Difficulty-Aware Agent Orchestration in LLM-Powered Workflows
Jinwei Su, Yinghui Xia, Qizhen Lan, Xinyuan Song, Yang Jingsong, Lewei He, Tianyu Shi
公開日: 2025/9/14
Abstract
Large Language Model (LLM)-based agentic systems have shown strong capabilities across various tasks. However, existing multi-agent frameworks often rely on static or task-level workflows, which either over-process simple queries or underperform on complex ones, while also neglecting the efficiency-performance trade-offs across heterogeneous LLMs. To address these limitations, we propose Difficulty-Aware Agentic Orchestration (DAAO), a dynamic framework that adapts workflow depth, operator selection, and LLM assignment based on the difficulty of each input query.
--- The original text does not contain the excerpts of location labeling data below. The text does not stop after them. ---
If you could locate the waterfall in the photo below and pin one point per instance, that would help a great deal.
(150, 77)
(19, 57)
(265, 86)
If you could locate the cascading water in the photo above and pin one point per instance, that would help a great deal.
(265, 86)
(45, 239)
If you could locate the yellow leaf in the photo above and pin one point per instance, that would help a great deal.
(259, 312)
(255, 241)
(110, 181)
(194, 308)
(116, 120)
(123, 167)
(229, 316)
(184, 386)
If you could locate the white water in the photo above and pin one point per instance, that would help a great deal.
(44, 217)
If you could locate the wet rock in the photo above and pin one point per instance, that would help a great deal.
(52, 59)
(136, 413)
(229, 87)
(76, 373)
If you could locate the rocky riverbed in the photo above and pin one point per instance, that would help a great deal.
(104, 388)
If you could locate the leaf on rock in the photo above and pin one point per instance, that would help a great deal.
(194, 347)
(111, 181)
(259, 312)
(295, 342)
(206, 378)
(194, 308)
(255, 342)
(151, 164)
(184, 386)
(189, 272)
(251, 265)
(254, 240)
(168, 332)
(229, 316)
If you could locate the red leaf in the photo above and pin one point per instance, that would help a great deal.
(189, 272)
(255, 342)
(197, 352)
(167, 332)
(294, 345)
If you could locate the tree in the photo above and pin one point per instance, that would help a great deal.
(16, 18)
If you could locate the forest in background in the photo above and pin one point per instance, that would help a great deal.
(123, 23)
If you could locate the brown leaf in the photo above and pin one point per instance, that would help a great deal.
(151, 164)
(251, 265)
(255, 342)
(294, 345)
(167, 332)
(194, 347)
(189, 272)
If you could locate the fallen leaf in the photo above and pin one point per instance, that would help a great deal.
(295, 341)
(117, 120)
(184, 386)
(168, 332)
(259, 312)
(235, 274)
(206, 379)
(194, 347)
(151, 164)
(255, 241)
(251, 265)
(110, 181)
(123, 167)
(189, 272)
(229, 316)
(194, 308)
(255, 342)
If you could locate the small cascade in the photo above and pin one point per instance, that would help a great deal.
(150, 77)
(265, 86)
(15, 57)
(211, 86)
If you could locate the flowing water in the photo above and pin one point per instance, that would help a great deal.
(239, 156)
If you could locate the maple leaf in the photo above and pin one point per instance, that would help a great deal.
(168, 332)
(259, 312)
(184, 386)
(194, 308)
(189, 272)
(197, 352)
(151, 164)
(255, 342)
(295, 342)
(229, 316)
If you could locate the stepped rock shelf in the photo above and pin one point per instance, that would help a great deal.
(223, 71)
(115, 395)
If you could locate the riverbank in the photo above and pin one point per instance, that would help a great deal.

DAAO comprises three interdependent modules: a variational autoencoder (VAE) for difficulty estimation, a modular operator allocator, and a cost- and performance-aware LLM router. By leveraging heterogeneous LLMs and dynamically tailoring workflows, DAAO enables fine-grained, query-specific reasoning strategies. DAAO outperforms prior multi-agent systems in both accuracy and inference efficiency across six benchmarks. We will release our code and implementation details upon publication.